Study of the neutron-rich nuclei with N=21, 35Si and 33Mg, by beta decay of 35Al and 33Na Original Research Article

The first information on the level structure of the N=21 nuclei, 35Si and 33Mg, has been obtained by the beta decay study of 35Al and 33Na, produced by fragmentation of an UC target with 1.4 GeV protons at CERN/ISOLDE. The experimental technique involved β–γ, β–γ–γ, and β–n–γ coincidences, neutron spectra being obtained by time of flight measurements. Gamma detection was made either using large Ge counters or small BaF2 scintillators (for lifetime measurements). In the case of the 35Al decay, (T1/2=41.6(2.2) ms), a simple structure has been found for the level scheme of 35Si (Z=14, N=21) which has been interpreted with the level sequence : 7/2−, 3/2− and 3/2+ corresponding respectively to the ground state and the states at 910 and 974 keV. The life-time of the 974 keV [T1/2=5.9(6) ns] is found consistent with the proposed level scheme and multipolarities.

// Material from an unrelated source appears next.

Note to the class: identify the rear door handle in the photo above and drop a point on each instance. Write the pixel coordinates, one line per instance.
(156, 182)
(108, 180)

The investigation of the N=21, very neutron rich isotones, has been carried on with the study of 33Mg resulting from the 33Na decay, (T1/2=8.0(6) ms). In this case also, a level scheme could be obtained for the first time, with 5 bound states in 32Mg and 31Mg levels, populated in the 1n and 2n channels. These results are compared with sd–fp shell model calculations which give a fair account of the Gamow–Teller distribution and a reasonable explanation of the lowest levels with predominant contribution of 1p–1h and 2p–2h excitations.